Following a fatal car wreck on Sunday Morning, a Denham Springs woman was taken into police custody and cited with vehicular homicide, careless operation of a vehicle, and driving under the influence.
According to witnesses of the incident, the 24-year-old woman was driving at an extremely fast speed on Interstate 12 near the Juban Road exit when her vehicle crashed into the rear of an eastbound pickup in the early morning on Sunday. The pickup, driven at the time by a 25-year-old Walker man, was driven off the road as a result, and struck a tree.
Medical personnel were able to revive the man at the scene, but the impact of the tree crash resulted in injuries that later led to the man’s death at a local hospital.
According to authorities, the woman’s blood alcohol content was measured at .15 percent. She was subsequently booked into the Livingston Parish Detention Center.
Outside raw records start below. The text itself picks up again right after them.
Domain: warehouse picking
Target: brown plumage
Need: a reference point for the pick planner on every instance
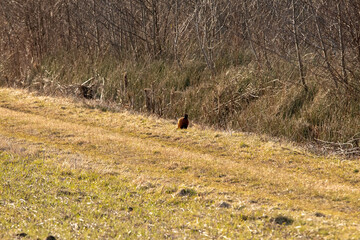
(183, 122)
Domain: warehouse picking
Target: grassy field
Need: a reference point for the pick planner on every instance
(76, 171)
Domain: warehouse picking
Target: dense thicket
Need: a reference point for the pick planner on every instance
(216, 57)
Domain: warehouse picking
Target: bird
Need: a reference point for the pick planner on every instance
(183, 122)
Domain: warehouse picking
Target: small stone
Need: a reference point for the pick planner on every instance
(20, 235)
(319, 214)
(281, 220)
(186, 192)
(225, 205)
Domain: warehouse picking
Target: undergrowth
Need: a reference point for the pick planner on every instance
(239, 95)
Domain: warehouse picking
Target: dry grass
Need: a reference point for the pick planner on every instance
(197, 183)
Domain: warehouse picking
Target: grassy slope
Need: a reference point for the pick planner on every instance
(77, 172)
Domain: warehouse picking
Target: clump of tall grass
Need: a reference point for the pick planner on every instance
(238, 94)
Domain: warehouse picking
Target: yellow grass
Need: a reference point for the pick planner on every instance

A reading on a breath-alcohol analysis device of .08 percent is, under state law, presumptive evidence of drunken driving. A defendant who wants to fight charges under such circumstances needs to challenge the breath test. There are several ways to do this, one of which being to call into question the accuracy of the device itself, or the way it was programmed.
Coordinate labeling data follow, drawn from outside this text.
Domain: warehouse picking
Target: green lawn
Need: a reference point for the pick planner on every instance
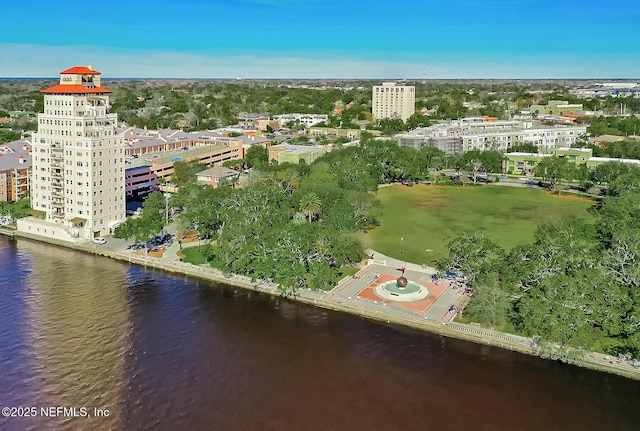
(425, 217)
(193, 255)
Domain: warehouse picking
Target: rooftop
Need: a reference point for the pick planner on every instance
(80, 70)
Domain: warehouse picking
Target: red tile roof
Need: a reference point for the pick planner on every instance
(80, 70)
(75, 89)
Those who have been charged of drunk-driving where there is no presumptive evidence of intoxication can challenge their case by showing that even though they drank alcohol prior to operating a motor vehicle, it did not sufficiently impact their ability to drive. A certain level of impairment would need to be demonstrated in such cases. Where the evidence just isn’t there, a defendant may have a foothold in their case.